🤖 AI Summary
This work addresses the limitation of existing large language model agents in reinforcement learning, which rely solely on on-policy exploration and struggle to discover novel reasoning paths. To overcome this, we propose RAPO (Retrieval-Augmented Policy Optimization), a novel framework that introduces step-level retrieval into agent-based reinforcement learning for the first time. RAPO employs a two-stage process—hybrid policy trajectory generation and retrieval-aware policy optimization—to dynamically expand the agent’s reasoning horizon. By integrating retrieval augmentation, importance sampling, and policy gradient optimization, RAPO enables fine-grained control over exploration. Empirical evaluation across 14 datasets spanning three major task categories demonstrates an average performance improvement of 5.0% and a 1.2× increase in training efficiency.
📝 Abstract
Agentic Reinforcement Learning (Agentic RL) has shown remarkable potential in large language model-based (LLM) agents. These works can empower LLM agents to tackle complex tasks via multi-step, tool-integrated reasoning. However, an inherent limitation of existing Agentic RL methods is their reliance on a pure on-policy paradigm for exploration, restricting exploration to the agent's self-generated outputs and preventing the discovery of new reasoning perspectives for further improvement. While recent efforts incorporate auxiliary off-policy signals to enhance exploration, they typically utilize full off-policy trajectories for trajectory-level policy estimation, overlooking the necessity for the fine-grained, step-level exploratory dynamics within agentic rollout. In this paper, we revisit exploration in Agentic RL and propose Retrieval-Augmented Policy Optimization (RAPO), a novel RL framework that introduces retrieval to explicitly expand exploration during training. To achieve this, we decompose the Agentic RL training process into two phases: (i) Hybrid-policy Agentic Rollout, and (ii) Retrieval-aware Policy Optimization. Specifically, we propose a Hybrid-policy Agentic Rollout strategy, which allows the agents to continuously reason over the retrieved off-policy step-level traces. It dynamically extends the reasoning receptive field of agents, enabling broader exploration conditioned on external behaviors.

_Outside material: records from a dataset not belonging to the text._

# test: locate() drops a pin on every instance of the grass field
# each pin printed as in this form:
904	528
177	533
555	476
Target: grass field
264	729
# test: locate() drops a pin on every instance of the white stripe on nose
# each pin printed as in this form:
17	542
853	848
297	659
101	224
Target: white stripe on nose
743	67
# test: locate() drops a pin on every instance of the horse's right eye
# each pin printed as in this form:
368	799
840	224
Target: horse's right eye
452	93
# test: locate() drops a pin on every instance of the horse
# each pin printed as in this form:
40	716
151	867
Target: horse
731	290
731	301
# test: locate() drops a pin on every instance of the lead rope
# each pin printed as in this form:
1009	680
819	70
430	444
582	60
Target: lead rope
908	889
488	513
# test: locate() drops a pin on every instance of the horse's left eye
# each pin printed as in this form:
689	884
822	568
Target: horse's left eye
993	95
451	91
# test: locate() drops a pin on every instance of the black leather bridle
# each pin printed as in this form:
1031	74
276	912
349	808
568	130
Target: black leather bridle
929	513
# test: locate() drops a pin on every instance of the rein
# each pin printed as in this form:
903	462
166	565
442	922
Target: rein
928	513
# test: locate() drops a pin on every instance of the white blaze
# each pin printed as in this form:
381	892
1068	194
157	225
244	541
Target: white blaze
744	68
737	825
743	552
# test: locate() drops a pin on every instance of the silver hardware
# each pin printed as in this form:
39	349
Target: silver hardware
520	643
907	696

Subsequently, we introduce the Retrieval-aware Policy Optimization mechanism, which calibrates the policy gradient estimation with retrieval reward and importance shaping, stabilizing training and prioritizing retrieval-illuminating exploration. Extensive experiments show that RAPO achieves an +5.0% average gain on fourteen datasets across three agentic reasoning tasks, while delivering 1.2x faster training efficiency.